I’ve passed my Prince2 Practitioner Exam

How do I start applying it back at the office?

Let’s start with a question.

Has your organization decided to embed PRINCE2 as its project management method of choice or are you a lone wolf, just trying to improve projects from the bottom up? If your organization is trying to embed PRINCE2 as a method of choice, overall, this should be treated as a project. It is more likely to be a programme, take many years to complete and be a long hard struggle in stakeholder management. Doing this is more than establishing a bunch of templates (Management Products) and sending people on training. Organizations spent lots of time and money sending PM’s on training, teaching them how to be better project managers. But they don’t put the same effort into training others involved in projects on how to fulfill their roles in the project environment. This is particularly true of those assigned to the Executive and other Board roles. I’ll end this conversation here as this is way bigger than 1 blog can handle. If you (and perhaps a few others from your organization) have become PRINCE2 Practitioner Certified, there are some opportunities for quick wins when it comes to using PRINCE2. The key thing to remember is that if you are abiding by the principles, then you can say you are managing a project in a PRINCE2 way. Tailoring is the key.

Output, Outcomes, Benefits

The difference between these is the subject of another blog. Once again, engaging your assorted stakeholders in these conversations promotes a wider understanding of what the project is all about.

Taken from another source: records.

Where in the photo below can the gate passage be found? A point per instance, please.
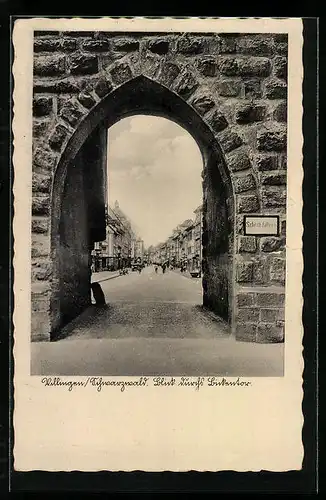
(227, 95)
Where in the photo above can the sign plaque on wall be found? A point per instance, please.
(261, 225)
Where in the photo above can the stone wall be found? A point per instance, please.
(237, 84)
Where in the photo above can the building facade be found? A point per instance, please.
(183, 248)
(118, 249)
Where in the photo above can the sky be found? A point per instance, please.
(154, 171)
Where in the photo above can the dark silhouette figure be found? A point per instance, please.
(98, 294)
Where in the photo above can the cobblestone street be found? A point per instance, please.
(153, 324)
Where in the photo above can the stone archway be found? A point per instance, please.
(82, 161)
(87, 91)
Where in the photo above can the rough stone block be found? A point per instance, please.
(203, 104)
(266, 162)
(82, 64)
(65, 86)
(54, 44)
(283, 162)
(273, 199)
(275, 89)
(41, 269)
(238, 160)
(248, 314)
(260, 272)
(250, 66)
(40, 225)
(282, 48)
(40, 245)
(280, 112)
(247, 203)
(102, 87)
(40, 204)
(187, 85)
(277, 179)
(246, 332)
(44, 159)
(68, 45)
(190, 46)
(159, 46)
(227, 45)
(229, 88)
(40, 327)
(269, 315)
(168, 73)
(71, 113)
(49, 65)
(271, 140)
(125, 45)
(270, 333)
(207, 67)
(245, 272)
(121, 73)
(58, 137)
(40, 128)
(277, 271)
(229, 140)
(270, 299)
(41, 182)
(250, 114)
(86, 100)
(217, 121)
(281, 67)
(46, 44)
(255, 46)
(42, 106)
(252, 89)
(98, 45)
(244, 183)
(245, 299)
(271, 244)
(247, 244)
(283, 227)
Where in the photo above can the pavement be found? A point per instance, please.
(104, 275)
(153, 324)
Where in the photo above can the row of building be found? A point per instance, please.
(121, 246)
(183, 248)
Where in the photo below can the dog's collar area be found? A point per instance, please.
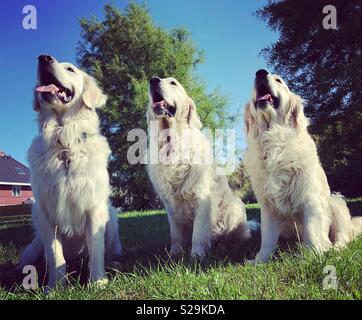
(264, 96)
(51, 88)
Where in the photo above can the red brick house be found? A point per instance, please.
(15, 185)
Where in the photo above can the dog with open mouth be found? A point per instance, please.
(68, 161)
(200, 205)
(286, 175)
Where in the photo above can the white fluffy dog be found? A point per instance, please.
(197, 200)
(68, 161)
(286, 174)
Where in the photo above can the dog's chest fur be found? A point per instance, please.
(69, 171)
(279, 162)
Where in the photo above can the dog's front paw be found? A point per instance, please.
(198, 252)
(100, 284)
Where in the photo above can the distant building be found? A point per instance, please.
(15, 185)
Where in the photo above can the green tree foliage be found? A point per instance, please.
(325, 68)
(123, 52)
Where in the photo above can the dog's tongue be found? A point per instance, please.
(160, 104)
(266, 97)
(49, 88)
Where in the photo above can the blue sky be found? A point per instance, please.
(226, 30)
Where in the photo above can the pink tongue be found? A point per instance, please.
(160, 104)
(267, 97)
(50, 88)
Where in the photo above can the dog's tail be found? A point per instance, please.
(345, 228)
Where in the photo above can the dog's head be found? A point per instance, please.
(169, 100)
(62, 86)
(273, 103)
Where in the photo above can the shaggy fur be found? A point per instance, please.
(286, 175)
(197, 200)
(68, 161)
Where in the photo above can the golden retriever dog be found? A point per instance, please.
(68, 161)
(286, 175)
(198, 201)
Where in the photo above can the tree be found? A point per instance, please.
(241, 185)
(123, 52)
(325, 68)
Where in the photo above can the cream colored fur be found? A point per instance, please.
(68, 161)
(197, 201)
(288, 179)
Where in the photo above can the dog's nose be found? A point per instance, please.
(44, 58)
(261, 73)
(154, 81)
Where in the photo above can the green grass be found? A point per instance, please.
(147, 272)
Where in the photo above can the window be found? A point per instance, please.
(19, 171)
(16, 191)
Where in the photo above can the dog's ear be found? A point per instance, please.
(93, 97)
(248, 118)
(192, 117)
(299, 121)
(36, 103)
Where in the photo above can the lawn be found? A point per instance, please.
(147, 272)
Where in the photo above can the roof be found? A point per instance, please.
(12, 171)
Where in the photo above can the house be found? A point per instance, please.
(15, 185)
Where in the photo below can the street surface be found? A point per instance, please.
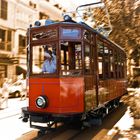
(118, 125)
(11, 127)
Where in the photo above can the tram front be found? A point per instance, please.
(55, 75)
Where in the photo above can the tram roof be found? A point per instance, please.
(81, 24)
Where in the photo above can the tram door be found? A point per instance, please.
(89, 77)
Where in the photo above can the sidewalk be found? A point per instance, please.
(14, 108)
(125, 129)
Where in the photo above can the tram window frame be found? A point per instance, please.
(100, 50)
(87, 36)
(74, 36)
(38, 58)
(87, 58)
(67, 52)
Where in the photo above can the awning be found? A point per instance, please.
(21, 68)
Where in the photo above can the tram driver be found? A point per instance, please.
(49, 65)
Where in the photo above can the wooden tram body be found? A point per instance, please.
(90, 72)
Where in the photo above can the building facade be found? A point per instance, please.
(15, 18)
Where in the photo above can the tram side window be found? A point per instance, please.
(44, 59)
(106, 63)
(111, 64)
(87, 59)
(71, 58)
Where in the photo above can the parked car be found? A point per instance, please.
(17, 89)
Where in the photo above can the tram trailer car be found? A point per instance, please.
(89, 79)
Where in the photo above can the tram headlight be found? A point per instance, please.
(41, 101)
(67, 18)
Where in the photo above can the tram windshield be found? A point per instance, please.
(44, 59)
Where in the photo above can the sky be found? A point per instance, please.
(71, 5)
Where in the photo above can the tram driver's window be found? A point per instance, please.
(44, 59)
(71, 59)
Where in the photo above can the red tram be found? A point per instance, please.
(89, 75)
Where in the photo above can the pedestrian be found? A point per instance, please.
(5, 93)
(23, 93)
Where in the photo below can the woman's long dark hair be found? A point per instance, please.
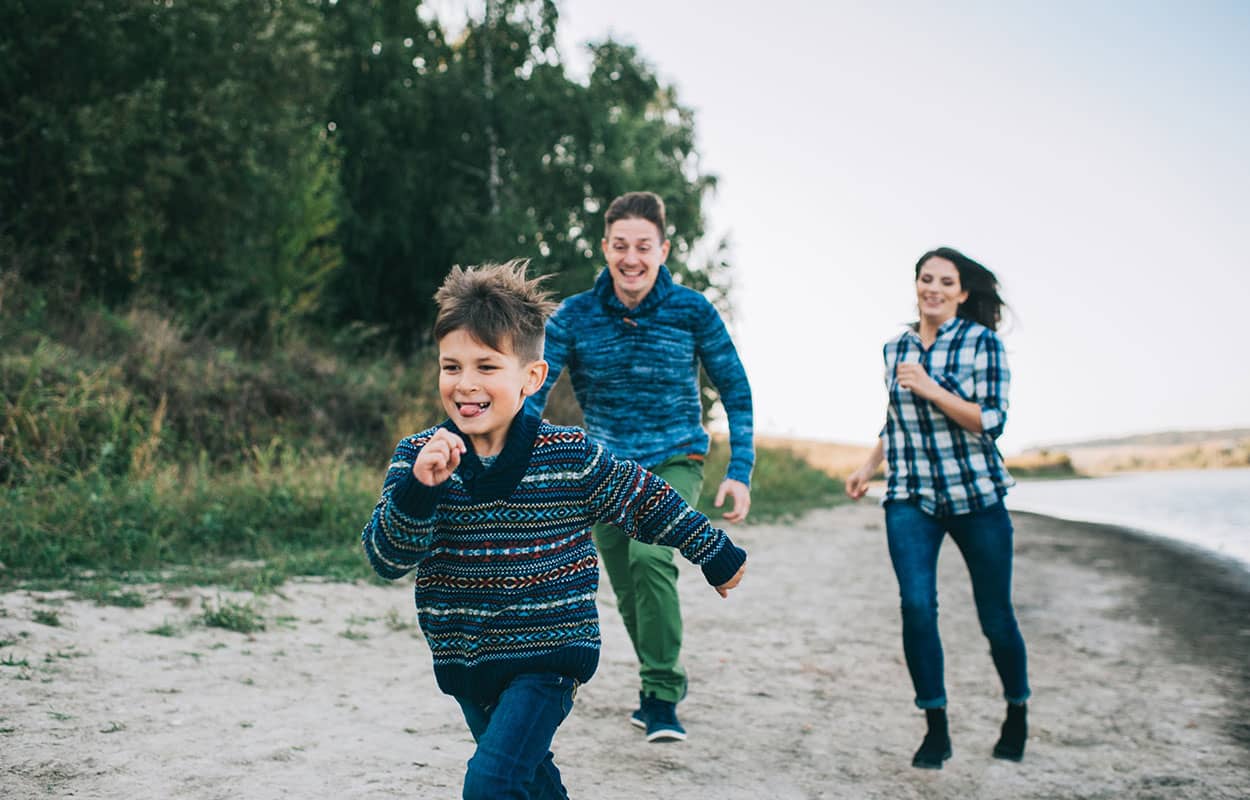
(983, 305)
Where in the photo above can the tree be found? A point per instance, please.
(168, 149)
(484, 149)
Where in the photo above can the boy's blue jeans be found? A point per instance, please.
(985, 540)
(513, 760)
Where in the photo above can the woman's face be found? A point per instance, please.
(938, 290)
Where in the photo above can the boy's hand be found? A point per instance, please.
(723, 590)
(741, 495)
(439, 458)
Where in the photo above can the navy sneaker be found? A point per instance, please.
(661, 720)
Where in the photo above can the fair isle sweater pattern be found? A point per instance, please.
(506, 573)
(635, 371)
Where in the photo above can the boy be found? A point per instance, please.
(494, 509)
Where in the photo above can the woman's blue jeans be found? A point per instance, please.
(513, 760)
(985, 540)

Project Product Description

In my classes, after we discuss Project Product Description for the first time I pause. I ask the class “If I was to stop the class here and say thanks have a great day, and this was the only thing you did different on your next project; would it help? Imagine how much clearer your next project would be.” Inevitably, the entire class says yes. The questions the PM needs to ask (primarily of the Board members) helps to promote discussion and understanding about the big picture of the project.

Strategies

The 4 management approaches within PRINCE2 (Risk, Quality, Configuration Management and Communication) are all heavily organizationally driven. What I mean by that is, much of the content is based on existing organizational and environmental rules, policies, practices and regulations. Using the description in Appendix A of the PRINCE2 manual as a base, sit down with a few of your peers (who do like types of projects). You could probably fill in the content of most of the approaches. Some content might be blank because you don’t have an organizational “rule” in place. You could then discuss “how do we approach this for our types of projects?” and fill in more of the content. Some content might be blank because it differs on a project to project basis. That works too, perhaps you will be able to put some bullet points down around things that need to be considered. Either way, you generate a good consistent set of information to be used. If there are some lessons in the future that lead to changes in the strategies then so be it. Creating these strategies (or at least most of the content) means that each PM does not have to re-create the strategies for their project. It also means that the strategies are consistent and this leads to common understanding. Overall, more discussions promote better understanding and fewer unsaid and undocumented assumptions. When you have better information at the start of the project, by definition, the rest of the project is better. Whether better means, faster, cheaper, or less stressful it is all good.